Re: non-ASCII characters in auto-save files

>     - Can Emacs be persuaded to to encode auto-save files in a more useful
> manner ?

No.  Auto-save files are encoded using Emacs's internal coding-system,
which makes the operation a lot more reliable and efficient (no need to
worry about the case where some char(s) can't be encoded, for example).
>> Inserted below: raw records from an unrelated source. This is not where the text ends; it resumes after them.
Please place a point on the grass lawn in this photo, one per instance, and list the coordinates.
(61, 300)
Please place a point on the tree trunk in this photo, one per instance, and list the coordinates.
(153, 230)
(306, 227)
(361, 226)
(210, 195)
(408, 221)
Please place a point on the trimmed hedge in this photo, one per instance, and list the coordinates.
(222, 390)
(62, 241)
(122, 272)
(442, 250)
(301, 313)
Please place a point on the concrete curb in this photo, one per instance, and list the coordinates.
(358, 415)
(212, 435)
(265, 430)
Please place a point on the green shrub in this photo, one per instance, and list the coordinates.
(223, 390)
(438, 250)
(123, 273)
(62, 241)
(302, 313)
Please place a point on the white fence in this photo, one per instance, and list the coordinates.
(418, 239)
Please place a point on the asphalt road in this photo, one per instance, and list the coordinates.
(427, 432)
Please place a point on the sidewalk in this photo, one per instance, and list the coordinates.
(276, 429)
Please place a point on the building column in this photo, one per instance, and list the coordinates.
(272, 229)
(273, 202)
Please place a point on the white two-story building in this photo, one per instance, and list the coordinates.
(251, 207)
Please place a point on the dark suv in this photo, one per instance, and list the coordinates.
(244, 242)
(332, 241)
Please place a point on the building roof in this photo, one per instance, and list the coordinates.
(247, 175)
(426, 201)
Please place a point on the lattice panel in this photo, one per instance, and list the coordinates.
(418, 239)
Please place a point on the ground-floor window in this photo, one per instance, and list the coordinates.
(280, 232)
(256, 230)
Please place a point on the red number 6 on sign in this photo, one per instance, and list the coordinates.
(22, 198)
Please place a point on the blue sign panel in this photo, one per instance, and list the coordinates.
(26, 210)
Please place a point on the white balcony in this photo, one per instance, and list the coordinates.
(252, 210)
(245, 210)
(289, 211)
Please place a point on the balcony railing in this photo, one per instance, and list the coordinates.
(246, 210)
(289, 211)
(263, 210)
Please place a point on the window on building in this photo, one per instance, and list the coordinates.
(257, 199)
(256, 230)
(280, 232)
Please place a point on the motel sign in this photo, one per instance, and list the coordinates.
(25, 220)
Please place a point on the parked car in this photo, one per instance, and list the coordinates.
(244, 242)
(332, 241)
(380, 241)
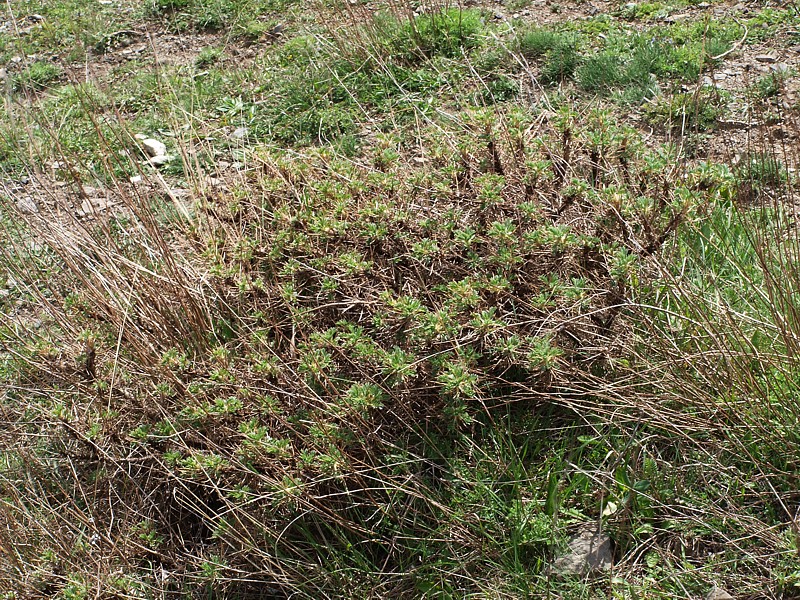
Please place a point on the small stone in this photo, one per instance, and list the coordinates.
(718, 594)
(27, 205)
(161, 160)
(94, 205)
(179, 193)
(153, 147)
(588, 551)
(766, 58)
(676, 18)
(240, 133)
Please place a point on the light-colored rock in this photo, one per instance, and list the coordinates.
(153, 147)
(92, 206)
(766, 58)
(718, 594)
(588, 551)
(161, 160)
(27, 205)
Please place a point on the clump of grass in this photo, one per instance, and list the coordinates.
(686, 112)
(400, 351)
(38, 76)
(447, 33)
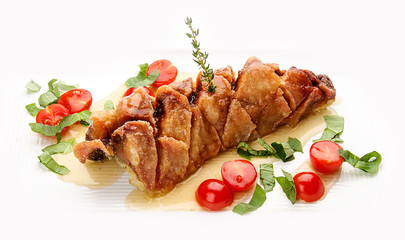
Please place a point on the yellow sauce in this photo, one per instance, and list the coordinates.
(99, 174)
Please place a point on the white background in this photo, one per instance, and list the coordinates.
(98, 44)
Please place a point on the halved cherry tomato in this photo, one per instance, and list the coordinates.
(52, 115)
(76, 100)
(239, 175)
(167, 71)
(325, 156)
(131, 90)
(309, 186)
(214, 195)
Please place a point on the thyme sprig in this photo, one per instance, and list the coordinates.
(201, 57)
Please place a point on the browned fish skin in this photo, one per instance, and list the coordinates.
(162, 142)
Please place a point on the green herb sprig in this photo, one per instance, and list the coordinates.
(201, 57)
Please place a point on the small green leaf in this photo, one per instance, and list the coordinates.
(257, 200)
(287, 184)
(108, 105)
(267, 176)
(32, 86)
(295, 144)
(47, 99)
(141, 79)
(369, 163)
(63, 147)
(32, 109)
(249, 152)
(283, 151)
(46, 159)
(65, 122)
(334, 128)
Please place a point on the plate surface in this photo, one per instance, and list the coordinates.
(98, 46)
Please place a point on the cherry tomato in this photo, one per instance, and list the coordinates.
(76, 100)
(52, 115)
(325, 156)
(131, 90)
(167, 71)
(213, 195)
(309, 186)
(239, 175)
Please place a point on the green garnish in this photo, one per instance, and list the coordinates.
(257, 200)
(201, 58)
(287, 184)
(46, 159)
(32, 86)
(32, 109)
(108, 105)
(141, 79)
(333, 130)
(281, 150)
(65, 122)
(61, 147)
(267, 176)
(369, 163)
(55, 89)
(249, 152)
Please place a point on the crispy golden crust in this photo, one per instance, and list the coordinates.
(163, 142)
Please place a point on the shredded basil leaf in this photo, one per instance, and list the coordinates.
(32, 109)
(141, 79)
(55, 89)
(281, 150)
(334, 128)
(65, 122)
(265, 145)
(249, 152)
(63, 147)
(108, 105)
(257, 200)
(369, 163)
(267, 176)
(46, 159)
(32, 86)
(47, 99)
(287, 184)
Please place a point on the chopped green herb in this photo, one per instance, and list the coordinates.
(46, 159)
(249, 152)
(141, 79)
(257, 200)
(65, 122)
(55, 89)
(47, 99)
(334, 128)
(364, 162)
(108, 105)
(281, 150)
(287, 184)
(267, 176)
(32, 109)
(61, 147)
(32, 86)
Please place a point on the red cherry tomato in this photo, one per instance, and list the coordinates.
(167, 71)
(325, 156)
(131, 90)
(309, 186)
(239, 175)
(76, 100)
(213, 195)
(52, 115)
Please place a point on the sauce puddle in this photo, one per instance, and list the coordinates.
(100, 174)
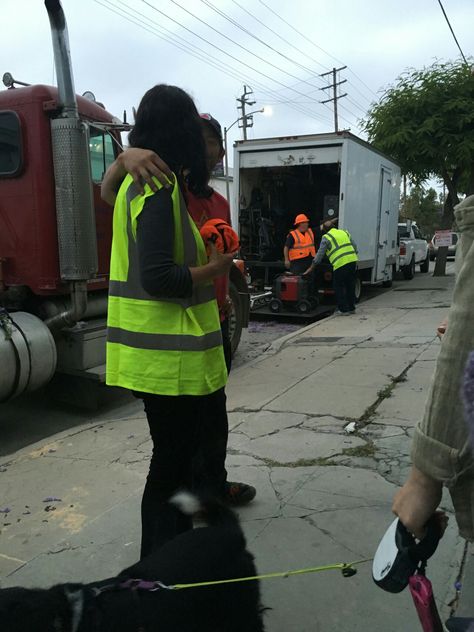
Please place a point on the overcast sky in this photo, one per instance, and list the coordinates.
(117, 59)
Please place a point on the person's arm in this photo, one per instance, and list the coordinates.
(417, 501)
(441, 451)
(290, 242)
(142, 165)
(160, 276)
(319, 255)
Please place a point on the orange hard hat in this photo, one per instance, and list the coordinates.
(221, 234)
(299, 219)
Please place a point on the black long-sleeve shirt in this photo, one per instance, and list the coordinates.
(160, 276)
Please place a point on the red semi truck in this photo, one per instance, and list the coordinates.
(55, 230)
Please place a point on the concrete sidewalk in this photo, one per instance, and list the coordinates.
(324, 495)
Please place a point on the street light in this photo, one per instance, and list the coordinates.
(226, 129)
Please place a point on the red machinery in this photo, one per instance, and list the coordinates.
(292, 291)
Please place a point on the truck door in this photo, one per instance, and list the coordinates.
(383, 223)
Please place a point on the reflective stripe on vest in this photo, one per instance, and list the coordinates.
(303, 245)
(340, 250)
(167, 346)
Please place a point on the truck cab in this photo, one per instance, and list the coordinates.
(413, 249)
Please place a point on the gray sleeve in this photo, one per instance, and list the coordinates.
(321, 251)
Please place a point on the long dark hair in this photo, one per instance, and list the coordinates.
(168, 122)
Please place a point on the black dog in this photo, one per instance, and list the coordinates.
(213, 552)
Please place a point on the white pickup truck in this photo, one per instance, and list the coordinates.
(413, 249)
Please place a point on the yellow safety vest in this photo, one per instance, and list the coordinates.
(340, 250)
(166, 346)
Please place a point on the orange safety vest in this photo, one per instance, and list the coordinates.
(303, 246)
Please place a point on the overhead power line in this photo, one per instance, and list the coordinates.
(335, 98)
(193, 15)
(132, 15)
(315, 45)
(224, 52)
(258, 39)
(247, 50)
(452, 32)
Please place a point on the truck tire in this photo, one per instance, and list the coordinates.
(235, 318)
(425, 265)
(389, 282)
(409, 270)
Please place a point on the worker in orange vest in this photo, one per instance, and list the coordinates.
(299, 250)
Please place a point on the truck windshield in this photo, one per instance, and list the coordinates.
(10, 144)
(403, 232)
(101, 148)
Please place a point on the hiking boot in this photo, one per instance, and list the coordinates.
(237, 494)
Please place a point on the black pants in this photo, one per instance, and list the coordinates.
(344, 287)
(298, 266)
(189, 436)
(226, 344)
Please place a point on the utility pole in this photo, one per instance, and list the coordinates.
(247, 119)
(334, 86)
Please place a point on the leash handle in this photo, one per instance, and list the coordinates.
(422, 550)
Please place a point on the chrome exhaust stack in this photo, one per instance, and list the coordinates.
(77, 238)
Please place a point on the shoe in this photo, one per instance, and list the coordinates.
(238, 494)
>     - Is there a systematic way to convert #myfile# to iso-latin-9 (or
> iso-latin-1) code, other than painstakingly searching and replacing
> offending chars ?

Just open the file with the right coding-system (typically, opening
"myfile" and then hitting M-x recover-this-file RET should do the
trick).

        Stefan

grivet | 26 Jun 2012 12:13
Picon
Favicon

Re: non-ASCII characters in auto-save files


     - Is there a systematic way to convert #myfile# to iso-latin-9 (or
iso-latin-1) code, other than painstakingly searching and replacing
offending chars ?

> Just open the file with the right coding-system (typically, opening
> "myfile" and then hitting M-x recover-this-file RET should do the
> trick).
>
>
>          Stefan
#myfile# c&n be opened in this way but cannot be saved, as the coding 
system is not recognized.
JP Grivet

Eli Zaretskii | 26 Jun 2012 17:40
Picon

Re: non-ASCII characters in auto-save files

> Date: Tue, 26 Jun 2012 12:13:21 +0200
> From: grivet <grivet <at> cnrs-orleans.fr>
> 
> 
>      - Is there a systematic way to convert #myfile# to iso-latin-9 (or
> iso-latin-1) code, other than painstakingly searching and replacing
> offending chars ?

Yes.  

   C-x RET c emacs-internal RET C-x C-f #myfile# RET
   C-x RET f latin-9 RET
   C-x C-s

> > Just open the file with the right coding-system (typically, opening
> > "myfile" and then hitting M-x recover-this-file RET should do the
> > trick).
> >
> >
> >          Stefan
> #myfile# c&n be opened in this way but cannot be saved, as the coding 
> system is not recognized.

You should open myfile, not #myfile#.  Then Emacs will automatically
notice that the auto-save file for it exists, and offer to recover it.

Xah Lee | 27 Jun 2012 13:52
Picon
Gravatar

Re: non-ASCII characters in auto-save files

On Jun 25, 4:21 pm, Stefan Monnier <monn... <at> iro.umontreal.ca> wrote:
> >     - Can Emacs be persuaded to to encode auto-save files in a more useful
> > manner ?
>
> No.  Auto-save files are encoded using Emacs's internal coding-system,
> which makes the operation a lot more reliable and efficient (no need to
> worry about the case where some char(s) can't be encoded, for example).

i thought emacs 23/24 uses a superset of utf-8 as internal encoding?
so that i thought those #autosave# files are encoded in utf-8, and as
long as one open them with utf-8 decoding all chars would show. Is
this not correct?

(i turned of auto-save and auto backup few years ago)

 Xah

Eli Zaretskii | 27 Jun 2012 18:44
Picon

Re: non-ASCII characters in auto-save files

> From: Xah Lee <xahlee <at> gmail.com>
> Date: Wed, 27 Jun 2012 04:52:41 -0700 (PDT)
> 
> i thought emacs 23/24 uses a superset of utf-8 as internal encoding?

It does.

> so that i thought those #autosave# files are encoded in utf-8, and as
> long as one open them with utf-8 decoding all chars would show. Is
> this not correct?

Not 100%, because it's a superset.  That is, there could be codes
there that UTF-8 will fail to decode.